フルローン 15000万円の借金をして、入居率 85% での税引前 手取りが 360万円。
築年数 15年 / ローン 30年 / 金利 2.5% / 満室時表面利回り 11%… / 経費 売上 x 20%
の計算となっている。
どれだけ償却が取れるか判りませんが、ざくっと残り30年建物=銀行ローン期間と一緒。
返済には、土地も込みとすると、土地代/30+360万円/年が資産増も含めた手取りと言える。
リスクは、空室や資産デフレや金利増等、500万強の収入の為に、1億5千万も借金して
リスクに見合ったリターンが取れているのかと言うと疑問。
金利がノンバンク等の高利ローンであると、ほぼチャラになるので、つきつめると、会社員
の時の与信(低金利)を利用して、足元利益が出ているに過ぎず、真の意味で、「サラリー
マンだから出来る不動産投資」と言える。
不動産投資の構造を見る上では、非常に参考になるが、これで不動産投資を考えるのは危険。

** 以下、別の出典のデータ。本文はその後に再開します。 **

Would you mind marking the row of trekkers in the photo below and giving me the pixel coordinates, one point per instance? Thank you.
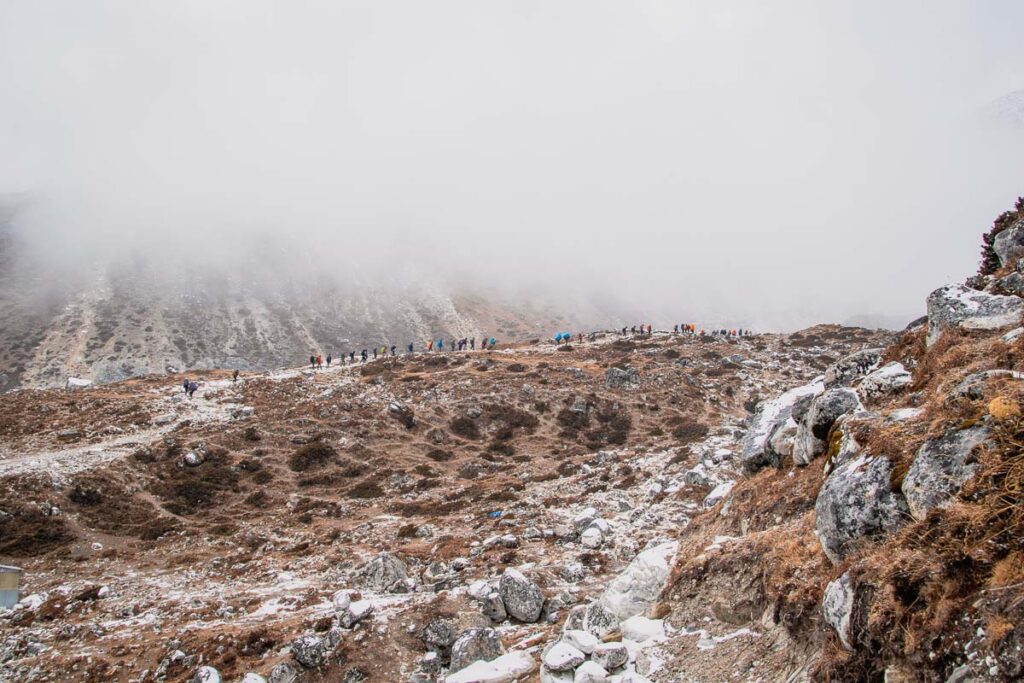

語弊を恐れず言うと、ローンで家が持てない貧乏人が、資金の有り余る金持ちに家を建ててもらって住み、
その対価として家賃を払うビジネスで、いわゆる金持ち(土地持ち)の余剰資産の有効活用の側面が強い。
そこに、与信が高いサラリーマンが「鴨葱」で入っていくのは、業者に食い物にされ、資産下落時に(Loan to
Value に引っかかり)銀行の貸し渋りに遭い、身ぐるみ剥がされて、マーケットから退場させられるのがおち
である。
この著者の実際の不動産は、利回りは更に良いものの、北海道にあるらしい。本当に大丈夫??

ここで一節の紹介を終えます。